22.10.08

Queyras and Tharaud Together Again

available at Amazon
Debussy / Poulenc, Sonatas, Jean-Guihen Queyras, Alexandre Tharaud

(released October 14, 2008)
Harmonia Mundi HMC 902012

Online scores:
Debussy -- Cello sonata, La plus que lente
Two leading performers of the young generation of French classical musicians, cellist Jean-Guihen Queyras and pianist Alexandre Tharaud, will be playing in Washington in the coming week. In nearly back-to-back concerts at La Maison Française, Tharaud will revisit his latest recording, the Chopin preludes, and Queyras will play with the Chamber Orchestra of Philadelphia. Their collaboration on disc continues with this new oh-so-French release, combining the cello sonatas of Debussy and Poulenc, with a few rich viennoiseries off the dessert cart. Most of Tharaud's recordings make a point of combining old and new, and the program of this CD makes reference to the nationalistic embrace by many French composers of historical French music. In a sense, Tharaud has followed in their wake, by releasing knock-out recordings of Couperin and Rameau, and acknowledging how the historically informed performance movement influenced his career.

Few listeners these days would likely need to be convinced of the recording's main premise, that Debussy's music has more in common with Poulenc's than different.

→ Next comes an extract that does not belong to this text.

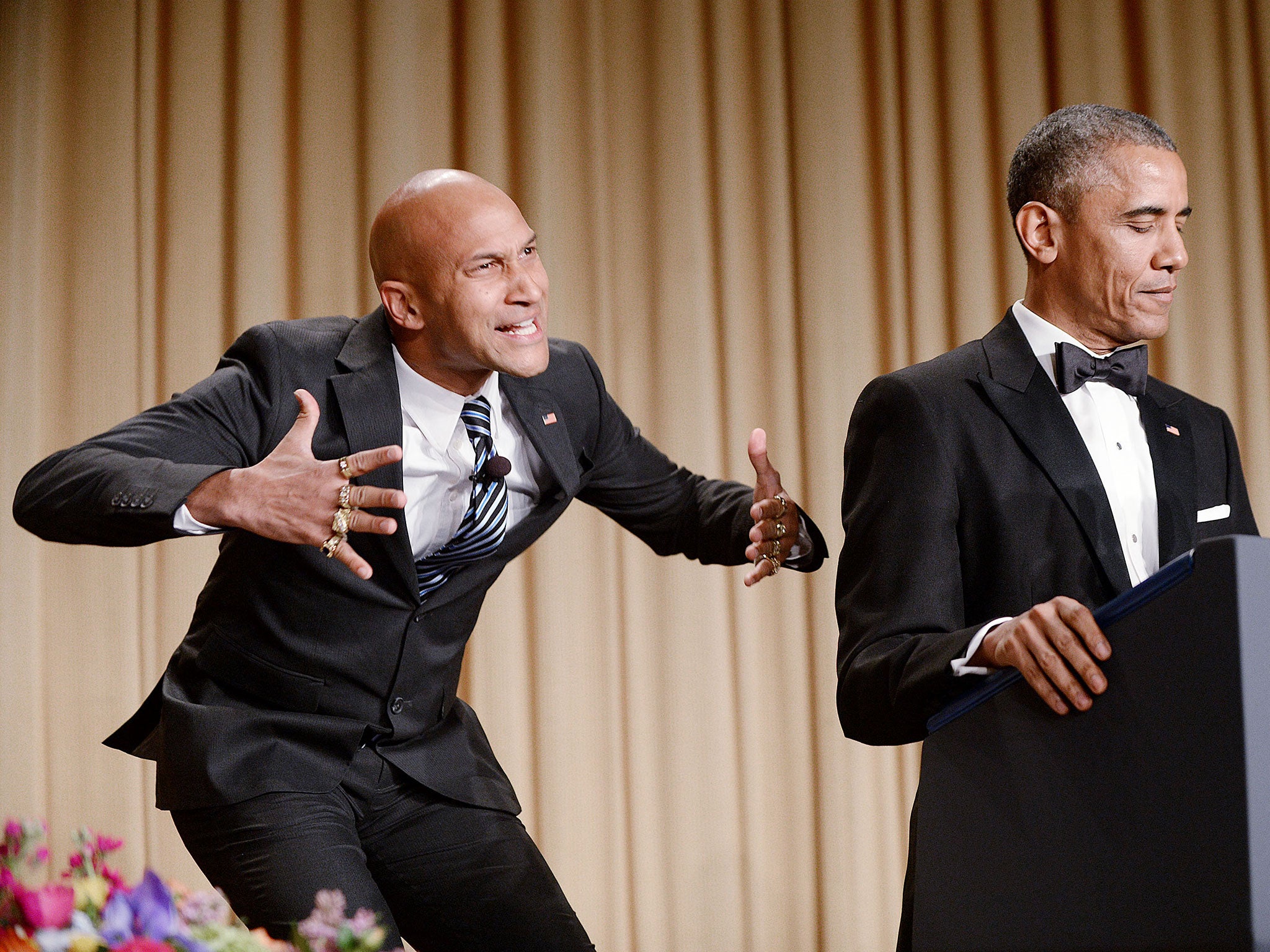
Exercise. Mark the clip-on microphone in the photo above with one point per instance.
(494, 469)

Both performers have shown their commitment to more recent music, too, and Tharaud's worthy recording of Ravel's complete piano works shows that he is more than familiar with music of the early 20th century. (In his recital at La Maison Française on Friday, he will combine the Chopin preludes with Ravel's Miroirs.) The two big sonatas are fairly known quantities, and Queyras and Tharaud play them with a Frenchness that is both self-aware and unapologetic. The Debussy has the right combination of gauzy lightness, Queyras's tone often slipping behind pastel veils, and Spartan, hard-glazed austerity. The Poulenc is more acerbic in some ways, a little more vulgar in its embrace of the music of the boulevards.

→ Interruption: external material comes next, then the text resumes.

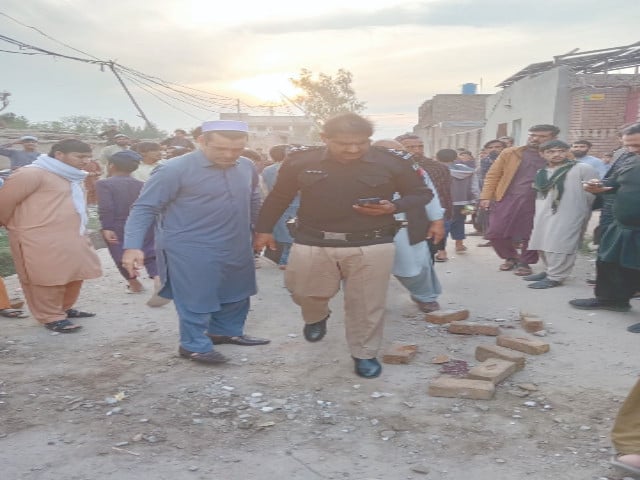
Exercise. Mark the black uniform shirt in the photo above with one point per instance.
(329, 189)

The story of the disc is in the little pieces that surround the sonatas, including most notably Poulenc's Suite Française, which was conceived originally as incidental music played by a chamber ensemble for the play La reine Margot. Nadia Boulanger, who so often helped other composers by connecting them to music of the past, suggested that Poulenc use some 16th-century dance music by Claude Gervaise as a starting point. Poulenc arranged the work in a number of different versions, including this one for cello and piano, another way that Queyras and Tharaud join the new to the old. The menu of amuse-gueules that might serve as sparkly little encores includes Poulenc's heavy-footed D minor bagatelle and a smoky arrangement of the intentionally smarmy waltz known as La plus que lente.

62'47"

In concerts at La Maison Française, Alexandre Tharaud will play the Chopin op. 28 preludes and Ravel's Miroirs this Friday (October 24, 7:30 pm) and Jean-Guihen Queyras will play with the Chamber Orchestra of Philadelphia next Tuesday (October 28, 7:30 pm).